2013_12_13_blog-imageI’ve spent the last 30 odd years living in, around, and near the illusion that is known as Hollywood. I have more stories that I can’t tell, about people I shouldn’t know or, never even wanted to know, than I care to reflect on. Whatever you imagine about the insanity of Tinseltown, multiply it by the square root of psychosis added to the area of a sector of surrealism and you’ll have a really good understanding of why they call this town “Hollyweird.”

Oops… I apologize. I’ve digressed.

To the world, it is known as “The Entertainment Industry.” Locals and insiders refer to it simply as “The Industry.” Why am I telling you all of this? I’ve been comfortably ensconced in my small but rewarding world of holistic storytelling. I’ve been in/out of “The Industry” working in various capacities, but my love of storytelling was what helped me maintain balance. I love the relationships I’ve been able to build over the decades from simply sitting with others and sharing music, stories and conversations of depth.

A couple of months ago I received a phone call from someone in “The Industry” whom I respect. A man who feels more like a brother to me than a friend. I’ve known him for years and have followed his successes in “The Industry” with pride. He is a master at what he does, making music. I’ve watched him navigate a recording studio with fascination and awe. He is a storyteller in his own right, of his own craft.
The call went something like this:

Friend: “Hey Baba how you been man!”

Me: “I’ve been doing really well. I love my work and life. What more could a man ask for?

Friend: “Well listen I’m calling you about business.”

Now in Hollywood, when someone calls you about “business” it is appropriate to pause, hold your breath for a few minutes and ponder the fate of humanity, or your own immortality (just joking). Seriously, talking business in Hollywood could mean anything from “my pet orangutan just died” to “I’ve been given 30 million dollars to make a low budget film.”
So you see why a bit of trepidation is in order?

Me: “You got my attention… I’m listening.”

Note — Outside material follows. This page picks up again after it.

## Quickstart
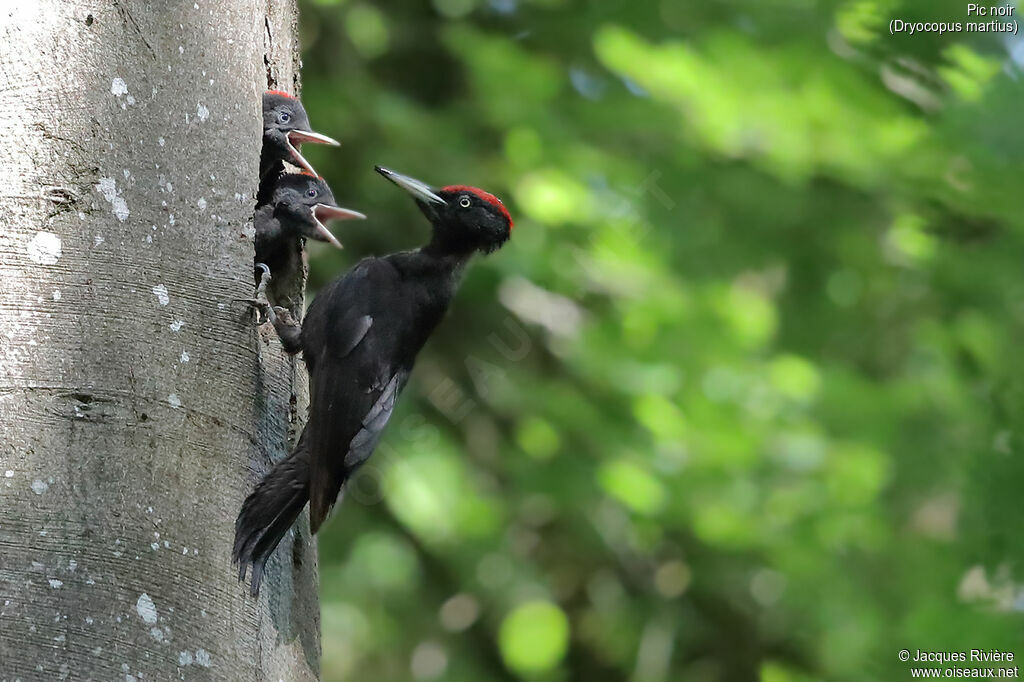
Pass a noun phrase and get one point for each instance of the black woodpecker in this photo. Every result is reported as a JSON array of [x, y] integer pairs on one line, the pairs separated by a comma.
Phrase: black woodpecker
[[286, 127], [298, 207], [359, 340]]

Friend: “I just finished a song that I’m really proud of. I want you to direct the music video for it.”

Me (dumbfounded): “What?”

Friend (hyped): “Yeah man! You know storytelling in a way that most of these people out here only claim to know! I want your skill set and signature all over this project!”

Now what you’ve got to understand is that this offer came to me completely out of left field. Yes, I’ve done a lot of work in front of and behind the camera, in the editing room, research, etc. but the thought of “directing” a music video never entered my mind. The problem with being familiar with, and knowing, “The Industry” is being acutely aware of what things cost and what it takes to complete projects of this magnitude. You could call this awareness “a curse of consciousness.” Knowing will keep you from doing many things whereas ignorance has no filter.

After talking with my friend for a few minutes longer I let him know that I’d have to think about it.

When we hung up. I began thinking about the impossibility of the project that he laid it out to me. I pondered the insanity in attempting to create something with limited, well… almost zero resources. I knew that only a crazy person would take on such a task. It would be absolute stupidity for me to risk a reputation of professionalism and dedication to craft that I’ve built up over the years.

Yep… you guessed it. I called him right back and said I’d do it.

I’ve been heavily steeped in the craft of storytelling more than 20 years. I’ve been touring professionally since 1994. There is something uncomfortable to me about becoming too comfortable in one’s art form. Call me crazy but I thrive on the awkwardness of mastering something unfamiliar or new.

I consented because of the challenge of applying my knowledge of storytelling to a different medium.

I plan on journaling a little more about this experience in the coming weeks.

This is one of those leaps of faith that will either lead to greater appreciation and understanding of my craft as a storyteller, or epic failure the likes of which I haven’t experienced since the clumsiness of my youth. I’m a bit prone to hyperbole but I think you understand what I’m trying to communicate.